After ongoing discussions over various topics, we came together on this very topic that captured our interest, which was the peak increase in the number of security systems lagging usual safety detection of unwanted sources in their frames.
Also for the time being no such model has achieved satisfactory results in security systems. So of course, the matching sensor modality affects any potential methods for foreground-background segmentation. Using the BMC (Background Models Challenge) dataset, a paper recently compared 29 approaches. The top five effective approaches based on this experimental study include those that were suggested by everyone and also covered various sensing modalities in their survey article (such as audio, infrared, and thermal camera).
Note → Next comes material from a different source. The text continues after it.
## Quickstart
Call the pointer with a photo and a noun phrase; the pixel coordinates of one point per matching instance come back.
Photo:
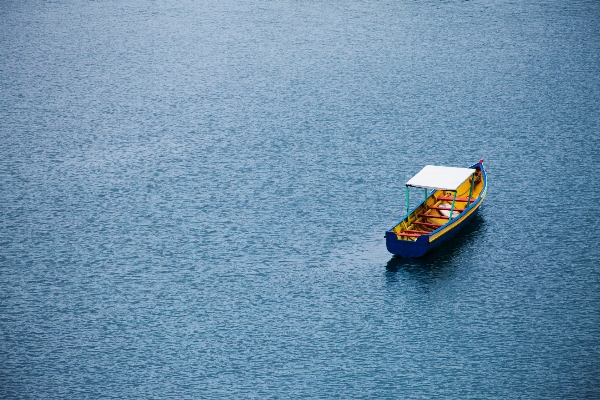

The majority of the background-foreground segmentation approaches that have been suggested use a single sensor modality, primarily visible cameras. Naturally, combining various sensor modalities would increase the system's robustness or streamline the segmentation processing.
For instance, the work of background-foreground segmentation is made simpler by merging visible camera and range data. By removing all range data outside of the observed area and using the visible/image data for fine segmentation, it is simple to filter out backdrop changes.
Collective points put forward by the four of us were brought together on a single conclusion, i.e. we need to work on a solution so as to provide a B2B and B2C solution at the minimum cost possible.
???????IV. DATA PROCESSING TECHNIQUES
A. Foreground-Background Segmentation
The first stage in creating an intelligent surveillance system is to split the foreground and background. The idea is to differentiate the foreground (the object or moving object) from the background (the environment) (background). Many strategies for foreground-background segmentation, particularly for visible/video surveillance, have been presented. Several review papers that focus on foreground-background segmentation approaches are also available. Many research papers examined and provided a comprehensive description of most of the strategies that are accessible. The method that we have implemented for foreground-background segmentation is an Object detection module which segments the fore-ground objects with background noise by simply identifying them as shown below:
Background foreground segmentation is a famous subject matter in photograph evaluation today. Automatic programs for detection, class and evaluation, in photographs and films, are broadly used in lots of special industries. These programs regularly require a strong and suitable historical past foreground segmentation for best performance.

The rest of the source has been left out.